Director: Park Chan-Wook

SOUTH KOREA • 2005• SUBTITLED• COLOUR• DOLBY DIGITAL STEREO• 115 MIN


FROM KOREAN HOTSHOT PARK CHAN-WOOK, WHO MADE HIS INTERNATIONAL BREAKTHROUGH LAST YEAR WITH THE DAZZLING REVENGE FANTASIA OLD BOY, COMES THIS EQUALLY GRIPPING STORY OF A WOMAN WRONGED — AND THE PRICE SHE PAYS FOR GETTING HER OWN BACK.
Angelic-faced Lee Young-ae is the utterly steely heroine who has just spent years in prison for the horrifying crime of suffocating a young boy. Although not responsible for the actual killing, she’s not entirely without guilt in the whole dreadful misadventure. Prime responsibility rests with a certain individual Lee is now planning to track down and confront. Park’s wildly inventive visual style and sheer storytelling confidence is firmly in evidence as flashbacks to the friendships forged behind bars are intercut with the progress of Lee’s plan of action. Following some playful stuff in the early stages, the film gets a whole lot tougher as the jaw-dropping ramifications of exactly what Lee has in mind come into view.

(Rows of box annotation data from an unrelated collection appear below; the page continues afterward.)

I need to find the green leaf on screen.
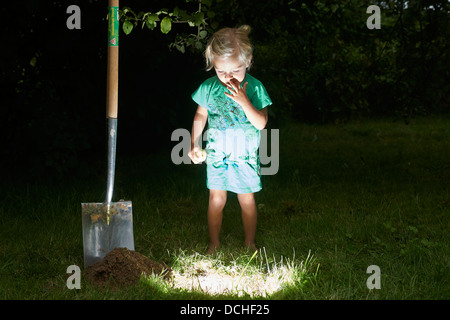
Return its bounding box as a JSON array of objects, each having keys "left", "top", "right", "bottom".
[
  {"left": 198, "top": 30, "right": 208, "bottom": 39},
  {"left": 122, "top": 20, "right": 133, "bottom": 35},
  {"left": 145, "top": 13, "right": 159, "bottom": 30},
  {"left": 175, "top": 44, "right": 186, "bottom": 53},
  {"left": 161, "top": 17, "right": 172, "bottom": 34},
  {"left": 194, "top": 12, "right": 205, "bottom": 27}
]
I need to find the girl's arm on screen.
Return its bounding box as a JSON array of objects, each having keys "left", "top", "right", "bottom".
[
  {"left": 188, "top": 105, "right": 208, "bottom": 164},
  {"left": 225, "top": 79, "right": 269, "bottom": 130}
]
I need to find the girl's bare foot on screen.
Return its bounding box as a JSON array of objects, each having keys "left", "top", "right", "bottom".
[
  {"left": 245, "top": 242, "right": 258, "bottom": 252},
  {"left": 206, "top": 243, "right": 220, "bottom": 255}
]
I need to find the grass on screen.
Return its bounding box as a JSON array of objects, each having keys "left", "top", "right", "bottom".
[{"left": 0, "top": 117, "right": 450, "bottom": 299}]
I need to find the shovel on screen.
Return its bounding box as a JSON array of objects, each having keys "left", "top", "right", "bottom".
[{"left": 81, "top": 0, "right": 134, "bottom": 268}]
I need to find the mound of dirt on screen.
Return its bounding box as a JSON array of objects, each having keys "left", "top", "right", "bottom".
[{"left": 84, "top": 248, "right": 172, "bottom": 288}]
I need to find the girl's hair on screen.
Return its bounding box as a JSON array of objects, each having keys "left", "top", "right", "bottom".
[{"left": 205, "top": 25, "right": 253, "bottom": 71}]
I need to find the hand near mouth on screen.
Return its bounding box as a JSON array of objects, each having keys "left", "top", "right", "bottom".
[{"left": 225, "top": 78, "right": 250, "bottom": 106}]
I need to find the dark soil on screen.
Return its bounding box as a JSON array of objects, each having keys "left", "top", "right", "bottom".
[{"left": 84, "top": 248, "right": 172, "bottom": 288}]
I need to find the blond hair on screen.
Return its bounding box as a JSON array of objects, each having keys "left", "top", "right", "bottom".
[{"left": 205, "top": 25, "right": 253, "bottom": 71}]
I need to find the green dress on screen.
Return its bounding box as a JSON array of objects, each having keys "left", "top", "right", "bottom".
[{"left": 192, "top": 74, "right": 272, "bottom": 193}]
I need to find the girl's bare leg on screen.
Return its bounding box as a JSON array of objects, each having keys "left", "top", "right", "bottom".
[
  {"left": 206, "top": 190, "right": 227, "bottom": 254},
  {"left": 238, "top": 193, "right": 258, "bottom": 250}
]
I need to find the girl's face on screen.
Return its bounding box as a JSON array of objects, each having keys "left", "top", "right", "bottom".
[{"left": 214, "top": 54, "right": 248, "bottom": 85}]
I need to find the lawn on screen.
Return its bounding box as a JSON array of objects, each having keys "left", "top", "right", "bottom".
[{"left": 0, "top": 117, "right": 450, "bottom": 300}]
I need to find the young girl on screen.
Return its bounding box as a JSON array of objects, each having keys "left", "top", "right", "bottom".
[{"left": 189, "top": 25, "right": 272, "bottom": 254}]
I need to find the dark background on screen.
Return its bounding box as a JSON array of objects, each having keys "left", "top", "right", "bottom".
[{"left": 0, "top": 0, "right": 450, "bottom": 181}]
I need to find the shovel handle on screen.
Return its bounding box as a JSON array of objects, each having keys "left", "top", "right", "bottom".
[{"left": 106, "top": 0, "right": 119, "bottom": 119}]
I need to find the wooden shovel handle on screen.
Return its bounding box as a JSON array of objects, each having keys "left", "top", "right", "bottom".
[{"left": 106, "top": 0, "right": 119, "bottom": 119}]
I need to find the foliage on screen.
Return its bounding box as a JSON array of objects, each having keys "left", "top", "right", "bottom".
[
  {"left": 201, "top": 0, "right": 450, "bottom": 122},
  {"left": 119, "top": 0, "right": 215, "bottom": 53}
]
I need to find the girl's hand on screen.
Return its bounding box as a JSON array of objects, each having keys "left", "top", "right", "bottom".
[
  {"left": 225, "top": 78, "right": 250, "bottom": 106},
  {"left": 188, "top": 147, "right": 206, "bottom": 164}
]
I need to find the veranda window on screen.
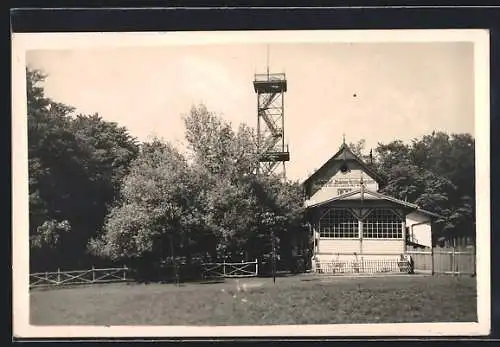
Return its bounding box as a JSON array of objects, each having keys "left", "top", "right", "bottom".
[
  {"left": 363, "top": 209, "right": 403, "bottom": 239},
  {"left": 319, "top": 209, "right": 359, "bottom": 238}
]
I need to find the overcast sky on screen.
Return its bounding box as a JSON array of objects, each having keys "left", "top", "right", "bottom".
[{"left": 26, "top": 42, "right": 474, "bottom": 180}]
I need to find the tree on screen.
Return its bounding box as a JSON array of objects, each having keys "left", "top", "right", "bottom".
[
  {"left": 184, "top": 105, "right": 302, "bottom": 257},
  {"left": 26, "top": 69, "right": 137, "bottom": 270}
]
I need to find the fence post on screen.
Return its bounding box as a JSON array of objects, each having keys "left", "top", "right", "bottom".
[
  {"left": 451, "top": 247, "right": 456, "bottom": 276},
  {"left": 431, "top": 249, "right": 434, "bottom": 276},
  {"left": 472, "top": 245, "right": 477, "bottom": 276}
]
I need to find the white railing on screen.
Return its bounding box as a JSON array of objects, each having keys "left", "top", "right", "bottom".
[
  {"left": 315, "top": 259, "right": 411, "bottom": 274},
  {"left": 30, "top": 266, "right": 130, "bottom": 288},
  {"left": 203, "top": 259, "right": 259, "bottom": 278}
]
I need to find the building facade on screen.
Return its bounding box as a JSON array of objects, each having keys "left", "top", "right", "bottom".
[{"left": 303, "top": 143, "right": 438, "bottom": 269}]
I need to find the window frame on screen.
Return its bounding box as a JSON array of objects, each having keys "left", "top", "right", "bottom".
[{"left": 318, "top": 208, "right": 360, "bottom": 240}]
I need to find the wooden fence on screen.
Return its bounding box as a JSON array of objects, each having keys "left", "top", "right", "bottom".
[
  {"left": 203, "top": 259, "right": 259, "bottom": 278},
  {"left": 30, "top": 266, "right": 130, "bottom": 288},
  {"left": 406, "top": 247, "right": 476, "bottom": 275},
  {"left": 315, "top": 259, "right": 411, "bottom": 275}
]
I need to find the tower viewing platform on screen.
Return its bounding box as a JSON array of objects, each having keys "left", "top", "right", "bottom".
[{"left": 253, "top": 73, "right": 287, "bottom": 93}]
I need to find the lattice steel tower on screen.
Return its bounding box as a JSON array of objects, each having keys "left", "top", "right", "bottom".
[{"left": 253, "top": 70, "right": 290, "bottom": 178}]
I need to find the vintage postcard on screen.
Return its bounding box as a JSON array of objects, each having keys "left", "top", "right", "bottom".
[{"left": 12, "top": 30, "right": 490, "bottom": 338}]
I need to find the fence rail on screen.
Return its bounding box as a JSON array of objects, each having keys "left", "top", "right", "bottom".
[
  {"left": 202, "top": 259, "right": 259, "bottom": 278},
  {"left": 316, "top": 259, "right": 412, "bottom": 274},
  {"left": 406, "top": 247, "right": 476, "bottom": 275},
  {"left": 30, "top": 266, "right": 130, "bottom": 288}
]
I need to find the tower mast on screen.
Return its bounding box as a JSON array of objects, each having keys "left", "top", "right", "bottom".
[{"left": 253, "top": 46, "right": 290, "bottom": 178}]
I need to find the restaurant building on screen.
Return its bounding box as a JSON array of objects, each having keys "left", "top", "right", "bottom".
[{"left": 303, "top": 142, "right": 438, "bottom": 272}]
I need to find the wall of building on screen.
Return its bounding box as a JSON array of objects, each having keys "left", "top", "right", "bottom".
[
  {"left": 307, "top": 162, "right": 379, "bottom": 204},
  {"left": 363, "top": 239, "right": 405, "bottom": 254},
  {"left": 406, "top": 212, "right": 432, "bottom": 247},
  {"left": 318, "top": 238, "right": 361, "bottom": 254}
]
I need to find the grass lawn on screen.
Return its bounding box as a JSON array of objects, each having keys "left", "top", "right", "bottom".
[{"left": 30, "top": 275, "right": 477, "bottom": 325}]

In many ways, this latest offering is a fusion between the bravura of Old Boy (whose put-upon leading man Choi Minsik returns here in a radically different role) and the compressed fury of its stunning predecessor, Sympathy for Mr Vengeance. In fact, the three titles form a loose trilogy in which the problem of fathomless evil seems just as intractable as the dehumanising cost of revenge. Here we’re rooting for ‘kind-hearted Miss Geum-ja’ after the injustices heaped upon her, but is she really only trying to remove the permanent stain of her own guilt? Fiendish mayhem meets serious moral inquiry in a visceral yet haunting fable for our times.